Speaking at a national seminar on "Decolonising English Education" in 2001, professor Kapil Kapoor of Jawaharlal Nehru University highlighted that mainstream English-language education in India today has tended to "marginalise inherited learning" and uproot academics from traditional 'Indian modes of thought', inducing in them "a spirit of self-denigration (ISO: hīnabhāvanā )." Many Indian nationalists have criticised Macaulayism, claiming that it uprooted Indian traditions in sectors such as finance and replaced them with a foreign system which was wholly unsuited to India. In addition, they claim that Macaulayism caused foreign systems of thought to become prioritised over Indian systems of thought, particularly Hindu systems of thought.

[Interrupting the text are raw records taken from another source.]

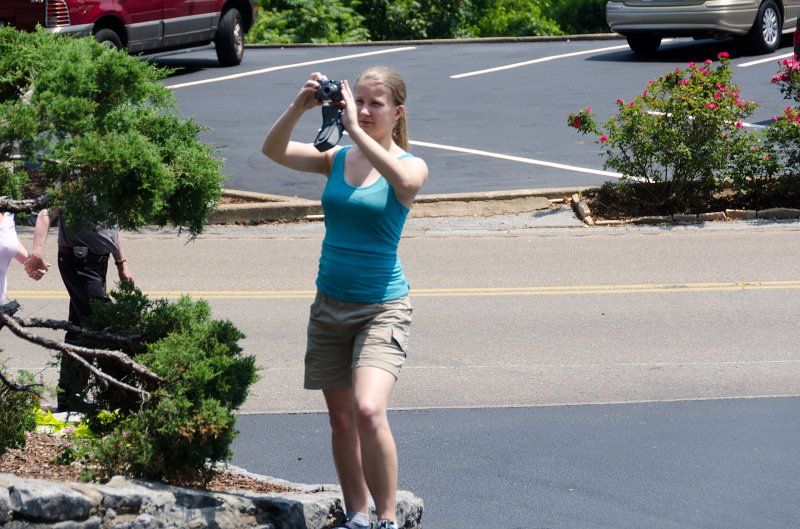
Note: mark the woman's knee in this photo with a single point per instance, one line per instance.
(371, 416)
(343, 422)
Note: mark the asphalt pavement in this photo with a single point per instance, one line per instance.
(647, 411)
(720, 464)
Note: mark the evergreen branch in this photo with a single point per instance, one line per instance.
(79, 354)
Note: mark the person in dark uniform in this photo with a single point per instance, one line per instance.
(83, 264)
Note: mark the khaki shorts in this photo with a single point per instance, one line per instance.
(344, 335)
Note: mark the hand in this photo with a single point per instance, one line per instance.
(349, 109)
(124, 273)
(305, 99)
(36, 267)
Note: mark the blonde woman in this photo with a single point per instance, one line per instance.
(360, 320)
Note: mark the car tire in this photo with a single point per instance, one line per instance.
(765, 35)
(229, 39)
(109, 38)
(644, 43)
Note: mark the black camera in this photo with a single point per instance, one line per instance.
(329, 91)
(331, 131)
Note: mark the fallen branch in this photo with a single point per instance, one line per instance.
(79, 353)
(61, 325)
(22, 206)
(22, 388)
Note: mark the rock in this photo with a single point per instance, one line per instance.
(779, 213)
(48, 501)
(741, 214)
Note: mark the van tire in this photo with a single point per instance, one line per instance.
(108, 37)
(229, 39)
(765, 35)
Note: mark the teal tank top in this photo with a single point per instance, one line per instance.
(359, 260)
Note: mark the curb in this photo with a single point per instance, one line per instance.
(28, 503)
(583, 212)
(248, 207)
(477, 40)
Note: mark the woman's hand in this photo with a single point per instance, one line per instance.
(349, 109)
(305, 99)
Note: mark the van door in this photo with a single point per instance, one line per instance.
(187, 22)
(143, 23)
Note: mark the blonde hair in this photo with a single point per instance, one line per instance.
(392, 80)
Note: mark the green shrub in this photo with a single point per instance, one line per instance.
(578, 16)
(683, 135)
(17, 411)
(307, 21)
(113, 147)
(416, 19)
(188, 423)
(514, 18)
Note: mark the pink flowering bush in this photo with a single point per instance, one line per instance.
(788, 78)
(682, 136)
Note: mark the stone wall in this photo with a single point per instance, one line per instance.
(124, 503)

== Similar terms in other parts of Asia ==
While not directly related to "Macaulayism", similar terms in other parts of Asia revolve around the adoption of Western cultural habits. "Pinkerton syndrome" in Singapore, kalu sudda in Sri Lanka and "崇洋媚外" in China are some examples for these cultural adoptions. Reports and incidences of such behaviour and attitudes are also found in Thailand, Malaysia, Hong Kong, Philippines, Japan and South Korea.